Das neue Jahr 2025 ist noch jung. Aber es wird wie 2024 ein Jahr sein, das von vielen Krisen und Herausforderungen geprägt ist. Was brauchen wir persönlich und was braucht unsere Gesellschaft in dieser Zeit am meisten?
 
Pfarrer Joachim Römelt plädiert in seiner Predigt für ein anderes Miteinander, für mehr echte Begegnungen. Nicht nur mit denen, die uns sowieso schon nahestehen, sondern auch mit Menschen, die ganz anders denken und leben als wir selbst. Aus der Kirchengemeinde in Solingen-Dorp berichtet Gabriele Bergfeld vom "Café Herzenswärme" und "Blind-Date-Tischgemeinschaften", wo so etwas beginnt: zusammenkommen an einem Tisch, essen und trinken, sich zuhören und achten, diskutieren und Lösungen suchen.  

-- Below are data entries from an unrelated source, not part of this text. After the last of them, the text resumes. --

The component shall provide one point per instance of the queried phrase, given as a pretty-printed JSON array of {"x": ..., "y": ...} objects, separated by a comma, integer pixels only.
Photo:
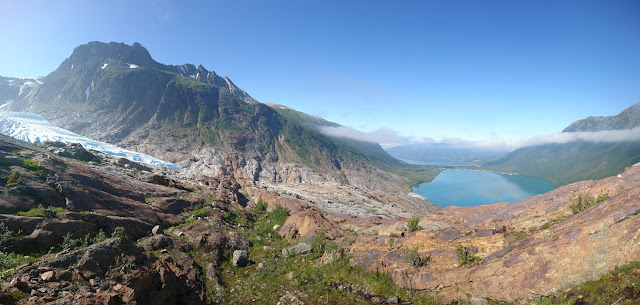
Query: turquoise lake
[{"x": 470, "y": 188}]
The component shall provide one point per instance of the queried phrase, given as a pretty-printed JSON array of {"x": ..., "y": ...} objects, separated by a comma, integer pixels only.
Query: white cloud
[
  {"x": 384, "y": 136},
  {"x": 606, "y": 136},
  {"x": 389, "y": 137}
]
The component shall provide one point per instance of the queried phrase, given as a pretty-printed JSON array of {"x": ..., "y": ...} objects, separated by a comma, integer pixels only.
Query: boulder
[
  {"x": 301, "y": 248},
  {"x": 156, "y": 230},
  {"x": 240, "y": 258}
]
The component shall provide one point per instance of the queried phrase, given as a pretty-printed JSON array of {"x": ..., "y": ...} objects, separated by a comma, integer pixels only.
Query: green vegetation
[
  {"x": 41, "y": 211},
  {"x": 412, "y": 224},
  {"x": 567, "y": 163},
  {"x": 6, "y": 234},
  {"x": 585, "y": 201},
  {"x": 552, "y": 222},
  {"x": 33, "y": 167},
  {"x": 620, "y": 286},
  {"x": 10, "y": 260},
  {"x": 266, "y": 283},
  {"x": 200, "y": 210},
  {"x": 412, "y": 257},
  {"x": 465, "y": 257},
  {"x": 13, "y": 179},
  {"x": 119, "y": 232},
  {"x": 279, "y": 215}
]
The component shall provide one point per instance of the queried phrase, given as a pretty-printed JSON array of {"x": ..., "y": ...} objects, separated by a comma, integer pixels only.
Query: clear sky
[{"x": 437, "y": 69}]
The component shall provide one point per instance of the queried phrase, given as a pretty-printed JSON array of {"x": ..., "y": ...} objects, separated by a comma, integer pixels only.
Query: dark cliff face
[
  {"x": 627, "y": 119},
  {"x": 117, "y": 93},
  {"x": 578, "y": 160}
]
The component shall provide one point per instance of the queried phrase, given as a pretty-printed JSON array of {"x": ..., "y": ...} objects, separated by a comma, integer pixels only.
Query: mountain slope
[
  {"x": 627, "y": 119},
  {"x": 579, "y": 160},
  {"x": 202, "y": 122}
]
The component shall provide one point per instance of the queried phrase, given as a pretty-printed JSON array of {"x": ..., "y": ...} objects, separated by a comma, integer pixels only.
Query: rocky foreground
[{"x": 83, "y": 228}]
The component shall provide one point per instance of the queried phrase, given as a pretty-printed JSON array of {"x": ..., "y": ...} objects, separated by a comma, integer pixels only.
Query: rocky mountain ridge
[
  {"x": 577, "y": 160},
  {"x": 629, "y": 118},
  {"x": 538, "y": 247},
  {"x": 200, "y": 121}
]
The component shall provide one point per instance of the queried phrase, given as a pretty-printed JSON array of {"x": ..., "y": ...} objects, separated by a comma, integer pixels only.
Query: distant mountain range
[
  {"x": 12, "y": 87},
  {"x": 203, "y": 122},
  {"x": 578, "y": 160}
]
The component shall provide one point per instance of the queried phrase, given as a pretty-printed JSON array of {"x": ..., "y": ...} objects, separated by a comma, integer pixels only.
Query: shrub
[
  {"x": 412, "y": 257},
  {"x": 119, "y": 232},
  {"x": 33, "y": 167},
  {"x": 317, "y": 244},
  {"x": 41, "y": 211},
  {"x": 9, "y": 260},
  {"x": 5, "y": 233},
  {"x": 13, "y": 179},
  {"x": 260, "y": 208},
  {"x": 199, "y": 210},
  {"x": 100, "y": 237},
  {"x": 412, "y": 224},
  {"x": 74, "y": 243},
  {"x": 279, "y": 215},
  {"x": 585, "y": 201},
  {"x": 465, "y": 257}
]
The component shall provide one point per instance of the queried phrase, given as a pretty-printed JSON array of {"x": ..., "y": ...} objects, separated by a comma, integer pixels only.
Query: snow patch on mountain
[{"x": 33, "y": 128}]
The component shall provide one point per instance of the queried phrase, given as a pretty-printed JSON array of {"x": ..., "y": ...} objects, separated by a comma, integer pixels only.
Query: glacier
[{"x": 32, "y": 128}]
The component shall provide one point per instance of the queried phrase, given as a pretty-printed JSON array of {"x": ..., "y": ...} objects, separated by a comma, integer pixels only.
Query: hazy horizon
[{"x": 490, "y": 73}]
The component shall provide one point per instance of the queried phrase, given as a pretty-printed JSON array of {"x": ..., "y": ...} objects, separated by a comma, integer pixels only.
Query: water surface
[{"x": 470, "y": 188}]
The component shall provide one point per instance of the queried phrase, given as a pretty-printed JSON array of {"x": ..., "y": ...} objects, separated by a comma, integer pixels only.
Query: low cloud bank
[
  {"x": 605, "y": 136},
  {"x": 389, "y": 137},
  {"x": 384, "y": 136}
]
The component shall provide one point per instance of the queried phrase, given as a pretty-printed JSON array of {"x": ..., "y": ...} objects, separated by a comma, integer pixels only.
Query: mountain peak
[
  {"x": 627, "y": 119},
  {"x": 97, "y": 53}
]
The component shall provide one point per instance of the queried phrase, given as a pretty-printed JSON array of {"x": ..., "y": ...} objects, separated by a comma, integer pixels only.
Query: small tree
[
  {"x": 412, "y": 224},
  {"x": 465, "y": 255}
]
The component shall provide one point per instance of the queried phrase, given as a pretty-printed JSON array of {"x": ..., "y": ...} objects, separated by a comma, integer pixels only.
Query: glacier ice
[{"x": 32, "y": 128}]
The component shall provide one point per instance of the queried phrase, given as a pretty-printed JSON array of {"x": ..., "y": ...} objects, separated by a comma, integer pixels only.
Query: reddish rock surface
[{"x": 520, "y": 260}]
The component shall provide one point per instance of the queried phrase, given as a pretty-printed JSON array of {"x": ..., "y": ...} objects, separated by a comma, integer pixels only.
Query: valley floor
[{"x": 107, "y": 231}]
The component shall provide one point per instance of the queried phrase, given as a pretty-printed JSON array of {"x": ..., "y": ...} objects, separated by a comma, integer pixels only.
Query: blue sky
[{"x": 415, "y": 69}]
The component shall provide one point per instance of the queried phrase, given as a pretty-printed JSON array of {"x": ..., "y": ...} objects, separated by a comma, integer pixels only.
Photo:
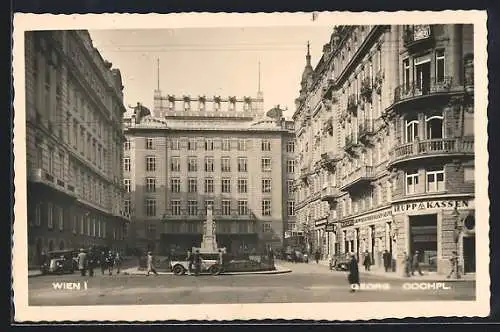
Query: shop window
[
  {"x": 435, "y": 180},
  {"x": 411, "y": 182}
]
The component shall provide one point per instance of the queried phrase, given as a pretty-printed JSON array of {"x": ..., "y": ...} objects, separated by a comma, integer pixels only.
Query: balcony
[
  {"x": 416, "y": 36},
  {"x": 424, "y": 89},
  {"x": 440, "y": 147},
  {"x": 330, "y": 194},
  {"x": 360, "y": 176},
  {"x": 366, "y": 130},
  {"x": 351, "y": 143}
]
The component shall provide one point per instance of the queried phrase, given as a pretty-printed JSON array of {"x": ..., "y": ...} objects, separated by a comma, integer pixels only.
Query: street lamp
[{"x": 457, "y": 231}]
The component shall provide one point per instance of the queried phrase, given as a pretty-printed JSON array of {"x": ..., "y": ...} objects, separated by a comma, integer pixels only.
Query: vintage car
[
  {"x": 60, "y": 262},
  {"x": 210, "y": 266}
]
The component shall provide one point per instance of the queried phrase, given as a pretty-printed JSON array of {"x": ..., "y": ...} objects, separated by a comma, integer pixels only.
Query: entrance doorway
[
  {"x": 469, "y": 245},
  {"x": 423, "y": 238}
]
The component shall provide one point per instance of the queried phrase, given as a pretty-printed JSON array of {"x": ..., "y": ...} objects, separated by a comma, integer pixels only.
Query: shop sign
[{"x": 431, "y": 205}]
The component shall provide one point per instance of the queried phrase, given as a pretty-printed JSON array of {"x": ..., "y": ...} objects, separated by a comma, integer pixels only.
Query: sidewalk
[
  {"x": 434, "y": 276},
  {"x": 278, "y": 270}
]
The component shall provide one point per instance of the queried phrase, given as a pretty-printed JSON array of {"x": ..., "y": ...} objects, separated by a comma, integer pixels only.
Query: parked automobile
[{"x": 60, "y": 262}]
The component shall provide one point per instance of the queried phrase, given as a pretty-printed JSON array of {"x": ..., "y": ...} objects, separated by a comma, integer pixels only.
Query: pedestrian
[
  {"x": 454, "y": 264},
  {"x": 407, "y": 264},
  {"x": 190, "y": 261},
  {"x": 117, "y": 262},
  {"x": 353, "y": 276},
  {"x": 367, "y": 262},
  {"x": 109, "y": 262},
  {"x": 416, "y": 264},
  {"x": 387, "y": 258},
  {"x": 151, "y": 266},
  {"x": 82, "y": 262},
  {"x": 197, "y": 262},
  {"x": 102, "y": 262},
  {"x": 317, "y": 255}
]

Kirchenmusikdirektorin Stephanie Schlüter gestaltet den Gottesdienst musikalisch mit der Dorper Kantorei, dem Dorper Jugendchor und Band. 
 
Lieder des Gottesdienstes:
1. EG 66: Jesus ist kommen, Grund ewiger Freude
2. EG 552: Licht, das in die Welt gekommen

 

Predigt nachlesen:

I

Das neue Jahr ist gerade mal zwölf Tage alt. Ich weiß nicht, wie es Ihnen geht: Ich stelle mir im Moment eine Frage noch etwas häufiger als sonst: Was brauchen wir? Gerade jetzt in dieser Zeit? Was brauchen Sie, was brauche ich persönlich? Und was braucht unsere Gesellschaft zurzeit besonders? Wir haben gesellschaftlich ein heftiges Jahr hinter uns. Den Bruch der Regierungskoalition. Mit all seiner Vorgeschichte und seinen Begleitumständen. Bei uns hier in Solingen die schreckliche Messerattacke auf dem Stadtfest Ende August. Das hat nicht nur die Menschen in unserer Stadt tief erschrocken und verwundet. Der Anschlag in Magdeburg im Advent. Und dann die lauten und oft zornigen Debatten nach solchen Ereignissen. Überhaupt der Ton, in dem in den letzten Jahren zunehmend geredet wird. Im wirklichen Leben und in den sozialen Medien. Und auf der anderen Seite die vielen Kundgebungen für Demokratie und Mitmenschlichkeit Anfang des vergangenen Jahres. Zehntausende, die sich da Woche für Woche landauf, landab gezeigt und zu Wort gemeldet haben. Und vieles andere noch, was die Frage aufwirft: Was brauchen wir jetzt? Und was können wir als Christenmenschen dazu beitragen? Und: welchen biblischen Proviant können wir da mitnehmen, um uns zu ernähren und zu stärken?

II

Die Journalistin Ronja von Wurmb-Seibel erzählt in ihrem Buch "Zusammen" folgende Geschichte: Sie wird mit ihrem Partner von einer Bekannten zum Essen eingeladen. Als die beiden bei ihren Gastgebern ankommen, merken sie schnell, dass es diesmal ein besonderer Abend wird. Die anderen Gäste sind alles Unbekannte. Es ist nicht wie sonst eine vertraute, sondern eine bunt zusammengewürfelte Gesellschaft. Es gibt hervorragendes mexikanisches Essen in mehreren Gängen. Und es gibt von den Gastgebern zwei Vorgaben für den Abend. Erstens: keine Handys am Tisch. Zweitens: die Gäste sollen ein gemeinsames Gespräch führen zum Thema "eine bessere Zukunft". Das kommt zwischen den äußerst genussvollen Gängen auch zustande. Natürlich werden ganz viele unterschiedliche Dinge genannt, die die Zukunft besser machen könnten. Aber ein Thema, eine Frage zieht sich immer wieder durch: Wie finden wir zu einem besseren Miteinander? Wir finden wir zu mehr echter Begegnung? Nicht nur mit denen, die uns sowieso schon nahestehen? Sondern auch mit Menschen, die ganz anders denken und leben als wir?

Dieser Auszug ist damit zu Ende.